Diretor do InternetLab, centro de pesquisa em direito e tecnologia, Francisco Brito Cruz apresentou um mapeamento da participação dos brasileiros na internet que indicava mais pontos de diálogo entre os diferentes pontos do espectro político. Após 2014, no entanto, dois focos se agruparam, um ligado a grupos de movimentos sociais organizados e outro ligado a movimentos anticorrupção, variando em extremismo. Segundo ele, foi esse cenário favoreceu o surgimento de sites que promovem não necessariamente notícias falsas, mas o que chamou de informações de combate.
"Estamos em um ambiente hiperpartidarizado e ele não está só nas redes", disse, citando a diferença de votos entre a ex-presidente Dilma Rousseff (PT) e o senador Aécio Neves (PSDB) nas eleições de 2014, a menor desde 1989.
O debate marcou o lançamento da Plataforma Liberdade de Expressão e Democracia (Pled), criada para promover a discussão sobre o impacto de fenômenos como as fake news e sua relação com a liberdade de expressão e o debate político. O grupo quer atuar na pesquisa, formação e produção de conteúdo sobre esses assuntos.
Ronaldo Porto Macedo Junior, um dos coordenadores da plataforma, destacou que é preciso fazer uma distinção entre as notícias falsas e as fake news. "O que há de novo não é a mentira no discurso. Ela sempre existiu. O que há de novo é um fenômeno", disse.
Segundo ele, as fake news pressupõem a tentativa de desinformar a população com um objetivo político e de forma dispersa. Para Brito Cruz, as fake news fazem parte de um processo agudo de desinformação a partir do contrato de informações políticas centrado em plataformas digitais. O especialista apresentou dados que indicam que cerca de 60% da população que acessa a internet no Brasil se informa por redes sociais como o Facebook.

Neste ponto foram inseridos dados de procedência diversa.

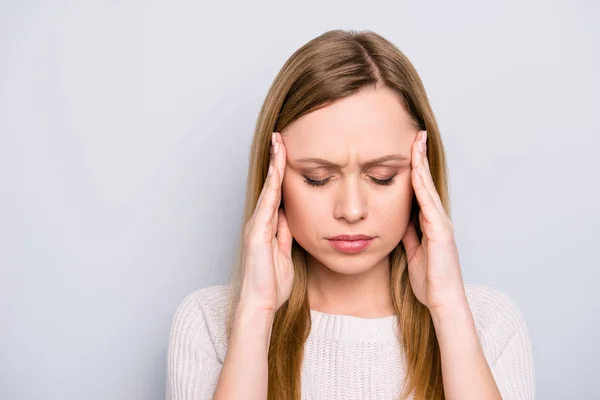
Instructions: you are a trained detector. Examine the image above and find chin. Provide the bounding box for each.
[310,250,387,275]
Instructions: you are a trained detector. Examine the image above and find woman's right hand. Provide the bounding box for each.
[240,132,294,314]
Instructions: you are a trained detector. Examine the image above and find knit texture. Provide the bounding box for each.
[166,284,535,400]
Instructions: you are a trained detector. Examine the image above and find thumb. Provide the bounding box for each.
[402,221,420,258]
[277,207,292,255]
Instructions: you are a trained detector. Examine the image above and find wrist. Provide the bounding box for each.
[429,297,472,326]
[233,302,275,340]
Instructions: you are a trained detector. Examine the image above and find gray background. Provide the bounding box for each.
[0,0,600,400]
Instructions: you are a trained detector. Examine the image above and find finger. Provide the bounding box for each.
[271,132,287,228]
[411,133,443,230]
[273,132,287,187]
[416,131,446,215]
[421,136,446,215]
[277,208,292,254]
[402,217,420,258]
[255,132,281,219]
[250,162,280,242]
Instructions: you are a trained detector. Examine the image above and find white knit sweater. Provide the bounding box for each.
[167,284,535,400]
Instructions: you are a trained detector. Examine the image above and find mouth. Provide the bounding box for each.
[327,235,375,254]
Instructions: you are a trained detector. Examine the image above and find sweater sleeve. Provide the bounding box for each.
[491,292,535,400]
[166,291,222,400]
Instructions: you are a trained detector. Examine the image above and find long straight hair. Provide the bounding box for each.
[227,30,450,400]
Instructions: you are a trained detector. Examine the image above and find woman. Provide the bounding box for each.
[167,30,534,400]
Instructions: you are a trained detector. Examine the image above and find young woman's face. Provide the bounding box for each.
[281,88,418,274]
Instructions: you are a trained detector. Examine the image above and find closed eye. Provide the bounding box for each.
[304,175,396,186]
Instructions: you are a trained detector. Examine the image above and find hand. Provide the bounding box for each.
[240,132,294,314]
[402,131,466,311]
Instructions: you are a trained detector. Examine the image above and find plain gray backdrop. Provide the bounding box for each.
[0,0,600,400]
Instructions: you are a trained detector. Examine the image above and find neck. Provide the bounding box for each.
[306,254,394,318]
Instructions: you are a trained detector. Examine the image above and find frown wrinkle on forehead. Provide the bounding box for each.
[294,154,410,169]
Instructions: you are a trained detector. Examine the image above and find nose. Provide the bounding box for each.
[333,179,368,223]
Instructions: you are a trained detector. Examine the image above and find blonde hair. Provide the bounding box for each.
[227,30,450,400]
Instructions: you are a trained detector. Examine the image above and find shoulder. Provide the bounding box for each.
[171,284,232,362]
[465,284,529,363]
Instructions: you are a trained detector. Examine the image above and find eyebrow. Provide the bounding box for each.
[296,154,409,168]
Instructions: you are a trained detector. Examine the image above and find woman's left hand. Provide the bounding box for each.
[402,131,466,312]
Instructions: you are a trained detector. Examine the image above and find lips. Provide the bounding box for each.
[327,235,373,241]
[327,235,374,254]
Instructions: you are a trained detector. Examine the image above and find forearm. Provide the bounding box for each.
[431,298,501,400]
[213,304,273,400]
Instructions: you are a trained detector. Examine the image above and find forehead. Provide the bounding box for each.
[281,88,417,157]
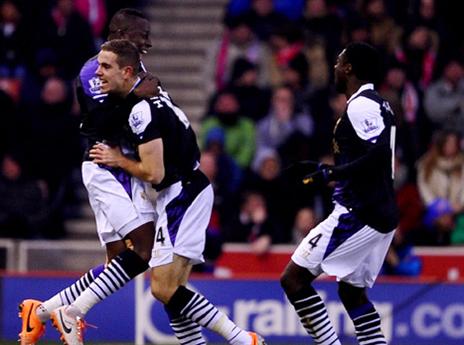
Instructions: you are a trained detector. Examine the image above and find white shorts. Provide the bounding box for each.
[82,161,155,246]
[149,172,214,267]
[292,203,395,287]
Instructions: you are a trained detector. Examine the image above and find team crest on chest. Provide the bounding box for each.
[89,77,101,95]
[129,111,143,130]
[362,118,379,134]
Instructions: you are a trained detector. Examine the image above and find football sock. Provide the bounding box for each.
[36,265,105,322]
[166,286,252,345]
[72,249,148,315]
[348,302,387,345]
[164,306,206,345]
[288,285,341,345]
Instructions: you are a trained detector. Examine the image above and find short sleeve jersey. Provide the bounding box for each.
[333,84,398,232]
[128,87,200,191]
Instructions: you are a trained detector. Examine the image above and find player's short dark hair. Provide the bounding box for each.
[345,42,381,83]
[101,39,140,73]
[108,8,148,39]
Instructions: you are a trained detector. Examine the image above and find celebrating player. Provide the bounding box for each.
[90,40,264,345]
[281,43,398,345]
[19,9,205,345]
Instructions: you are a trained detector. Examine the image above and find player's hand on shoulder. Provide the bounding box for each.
[134,71,159,98]
[89,143,123,167]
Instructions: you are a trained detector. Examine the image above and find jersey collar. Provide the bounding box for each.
[347,83,374,103]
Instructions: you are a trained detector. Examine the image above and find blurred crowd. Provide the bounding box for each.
[0,0,140,238]
[0,0,464,271]
[200,0,464,274]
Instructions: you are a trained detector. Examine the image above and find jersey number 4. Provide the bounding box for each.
[155,227,166,246]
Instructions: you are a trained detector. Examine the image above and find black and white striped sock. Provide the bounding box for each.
[348,302,387,345]
[166,286,251,345]
[36,264,105,322]
[288,286,341,345]
[72,249,148,315]
[165,307,206,345]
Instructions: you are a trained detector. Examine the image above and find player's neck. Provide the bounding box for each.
[345,79,366,99]
[121,76,140,98]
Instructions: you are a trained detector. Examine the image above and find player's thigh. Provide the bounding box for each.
[339,229,394,288]
[82,162,155,244]
[150,176,214,267]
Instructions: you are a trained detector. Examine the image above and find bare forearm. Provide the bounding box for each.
[118,156,161,184]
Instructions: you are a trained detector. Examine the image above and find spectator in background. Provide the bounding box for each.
[379,62,428,173]
[256,86,314,165]
[201,128,243,223]
[226,0,305,21]
[23,77,82,237]
[19,48,59,112]
[424,59,464,135]
[36,0,96,80]
[303,0,343,61]
[241,148,294,238]
[361,0,401,56]
[204,15,269,95]
[266,23,308,87]
[0,0,30,78]
[200,90,256,169]
[0,89,15,157]
[229,58,271,122]
[248,0,288,42]
[75,0,108,40]
[417,131,464,245]
[395,26,440,92]
[0,152,50,238]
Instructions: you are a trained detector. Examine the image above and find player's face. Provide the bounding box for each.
[124,18,151,54]
[95,50,124,93]
[334,50,347,93]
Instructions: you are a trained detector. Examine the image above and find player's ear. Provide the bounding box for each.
[345,63,353,74]
[123,66,137,77]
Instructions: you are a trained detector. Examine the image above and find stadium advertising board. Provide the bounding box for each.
[1,277,464,345]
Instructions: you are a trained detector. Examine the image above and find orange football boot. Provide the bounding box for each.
[18,299,45,345]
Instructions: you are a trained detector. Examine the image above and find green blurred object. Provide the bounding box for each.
[451,214,464,244]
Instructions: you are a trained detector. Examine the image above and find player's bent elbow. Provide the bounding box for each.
[147,171,164,184]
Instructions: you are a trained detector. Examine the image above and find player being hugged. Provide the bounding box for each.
[90,40,264,345]
[281,43,398,345]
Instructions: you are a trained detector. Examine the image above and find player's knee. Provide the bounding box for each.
[280,268,304,295]
[151,278,177,304]
[338,282,368,309]
[134,248,151,264]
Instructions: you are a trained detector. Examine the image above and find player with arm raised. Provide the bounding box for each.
[281,43,398,345]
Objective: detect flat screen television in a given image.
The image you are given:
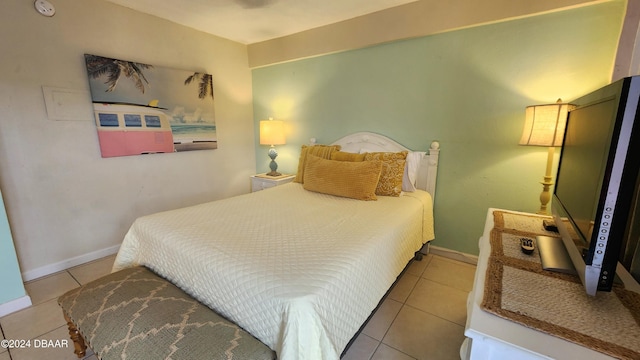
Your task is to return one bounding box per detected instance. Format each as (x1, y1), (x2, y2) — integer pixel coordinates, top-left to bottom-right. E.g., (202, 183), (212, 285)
(541, 77), (640, 296)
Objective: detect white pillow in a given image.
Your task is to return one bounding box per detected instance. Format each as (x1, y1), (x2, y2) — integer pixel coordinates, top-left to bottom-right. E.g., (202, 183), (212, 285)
(402, 151), (427, 192)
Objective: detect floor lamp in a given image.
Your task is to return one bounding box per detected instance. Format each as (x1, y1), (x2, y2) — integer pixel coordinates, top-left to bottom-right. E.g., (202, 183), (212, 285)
(520, 99), (573, 214)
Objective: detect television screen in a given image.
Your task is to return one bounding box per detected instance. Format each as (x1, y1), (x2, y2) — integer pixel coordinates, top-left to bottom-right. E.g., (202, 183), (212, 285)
(555, 98), (618, 253)
(552, 77), (640, 295)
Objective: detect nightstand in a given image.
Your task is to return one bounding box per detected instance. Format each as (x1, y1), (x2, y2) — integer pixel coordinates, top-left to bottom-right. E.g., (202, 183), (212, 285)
(251, 174), (296, 192)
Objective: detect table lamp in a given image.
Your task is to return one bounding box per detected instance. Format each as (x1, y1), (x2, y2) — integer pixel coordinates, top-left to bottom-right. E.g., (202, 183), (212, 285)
(519, 99), (573, 214)
(260, 118), (286, 176)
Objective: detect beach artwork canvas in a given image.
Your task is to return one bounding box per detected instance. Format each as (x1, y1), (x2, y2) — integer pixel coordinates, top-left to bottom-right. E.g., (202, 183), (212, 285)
(85, 54), (218, 157)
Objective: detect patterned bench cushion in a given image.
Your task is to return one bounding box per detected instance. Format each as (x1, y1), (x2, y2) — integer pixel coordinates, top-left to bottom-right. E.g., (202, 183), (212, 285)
(58, 267), (275, 360)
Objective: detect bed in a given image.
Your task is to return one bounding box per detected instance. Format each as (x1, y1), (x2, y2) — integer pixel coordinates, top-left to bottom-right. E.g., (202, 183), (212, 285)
(113, 132), (439, 360)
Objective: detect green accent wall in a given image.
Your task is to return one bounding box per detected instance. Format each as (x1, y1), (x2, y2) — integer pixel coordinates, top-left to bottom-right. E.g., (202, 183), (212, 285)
(252, 1), (625, 254)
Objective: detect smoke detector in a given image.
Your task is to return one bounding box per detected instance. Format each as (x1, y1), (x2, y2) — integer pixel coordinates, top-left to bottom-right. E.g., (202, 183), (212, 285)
(33, 0), (56, 17)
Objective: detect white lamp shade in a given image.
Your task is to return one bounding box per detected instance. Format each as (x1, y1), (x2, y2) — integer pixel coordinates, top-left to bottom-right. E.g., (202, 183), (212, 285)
(520, 100), (573, 146)
(260, 120), (286, 145)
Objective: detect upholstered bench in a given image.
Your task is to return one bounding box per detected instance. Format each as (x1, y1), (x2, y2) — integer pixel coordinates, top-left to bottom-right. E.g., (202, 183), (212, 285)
(58, 267), (275, 360)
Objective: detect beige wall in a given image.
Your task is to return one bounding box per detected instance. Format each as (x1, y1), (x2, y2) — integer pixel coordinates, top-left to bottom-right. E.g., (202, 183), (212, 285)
(0, 0), (255, 278)
(249, 0), (608, 67)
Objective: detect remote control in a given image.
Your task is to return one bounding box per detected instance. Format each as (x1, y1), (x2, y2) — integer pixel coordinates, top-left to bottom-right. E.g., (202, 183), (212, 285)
(520, 238), (535, 255)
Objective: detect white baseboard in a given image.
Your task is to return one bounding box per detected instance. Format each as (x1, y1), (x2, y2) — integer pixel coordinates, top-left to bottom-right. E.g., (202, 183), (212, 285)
(0, 295), (31, 317)
(429, 245), (478, 265)
(22, 245), (120, 281)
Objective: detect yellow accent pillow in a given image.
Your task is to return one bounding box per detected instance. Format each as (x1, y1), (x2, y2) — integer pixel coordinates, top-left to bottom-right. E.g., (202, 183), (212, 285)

Os pesquisadores também criticaram o atual debate sobre a regulação das notícias falsas na internet. De acordo com Clarissa Gross, é preciso que o combate às fake news não diminua direitos individuais ligados à participação democrática. Segundo ela, as discussões sobre possíveis limitações caminham para a criminalização das fake news, o que pode causar efeitos colaterais, em relação à liberdade.
Clarissa citou alguma forma de certificação de notícias verdadeiras como um possível caminho alternativo. Para ela, é imperativo que a limitação não incorra em uma limitação do debate público. Como exemplo, a professora da FGV citou uma hipótese de lei que determinasse o isolamento das pessoas durante o período eleitoral, proibindo-as de conversar.
"Quantitativamente, um voto continuaria contando como um voto. Teríamos o mesmo impacto no resultado da eleição. Mas dificilmente consideraríamos isso um ambiente democrático", disse.